Now that we have covered on a high level how to leverage data in Trust and Safety, we will discuss the technical aspects of how to analyze the data in the following section.
Please note that the following section is not intended to be a substitute for formal training in statistics, research, and data. It serves only as a broad introduction to common statistics that may be used in trust and safety, with the goals of (a) providing a general direction for data professionals entering the field of trust and safety; and (b) cultivating basic understandings of statistics for trust and safety professionals working closely with data experts.
Descriptive vs. Inferential Statistics
Most practical statistics can be divided into two categories: descriptive statistics and inferential statistics. Descriptive statistics primarily involve evaluating and measuring the key features and characteristics of a data set. Basic summary statistics such as mean, median, and standard deviation are descriptive, as are most performance indicators. A graph showing the average rate of penalization over time would be a common use case of descriptive statistics.

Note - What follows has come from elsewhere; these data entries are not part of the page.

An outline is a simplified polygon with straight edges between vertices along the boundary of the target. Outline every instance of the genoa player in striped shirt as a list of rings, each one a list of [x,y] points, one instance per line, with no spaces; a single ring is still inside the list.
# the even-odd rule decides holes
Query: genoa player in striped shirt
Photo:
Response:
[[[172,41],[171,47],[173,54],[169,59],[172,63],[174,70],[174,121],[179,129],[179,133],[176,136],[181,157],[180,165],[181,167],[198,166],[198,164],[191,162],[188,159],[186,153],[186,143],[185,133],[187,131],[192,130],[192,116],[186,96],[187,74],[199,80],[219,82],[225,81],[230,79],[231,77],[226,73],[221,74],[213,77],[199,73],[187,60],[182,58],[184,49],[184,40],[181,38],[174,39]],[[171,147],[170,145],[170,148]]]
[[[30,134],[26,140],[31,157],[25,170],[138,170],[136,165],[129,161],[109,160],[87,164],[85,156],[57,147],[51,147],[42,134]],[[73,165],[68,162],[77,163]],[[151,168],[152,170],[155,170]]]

Inferential statistics, by contrast, involve making inferences from the data: trying to draw useful conclusions or make predictions based on the evidence available, often based on statistical tests. Common examples include regression analysis which tests if two or more variables are related, and hypothesis testing which tests if sample population data is consistent with a statement about that population. Inferential statistics are mostly based around probabilities (how likely it is that a given conclusion is true) and in practice often require more domain knowledge about causes and effects. An example of inferential statistics would be evaluating data before and after a policy change to see if the change had any significant effects.
Relationships, Correlations, and Causation
If a relationship between A and B is detected, there are four possible explanations (see below). Understanding these nuances (see the Appendix for more resources) in data can help one determine which conclusions can reasonably be drawn on the data and what interventions, procedures, and/or policies the data may recommend.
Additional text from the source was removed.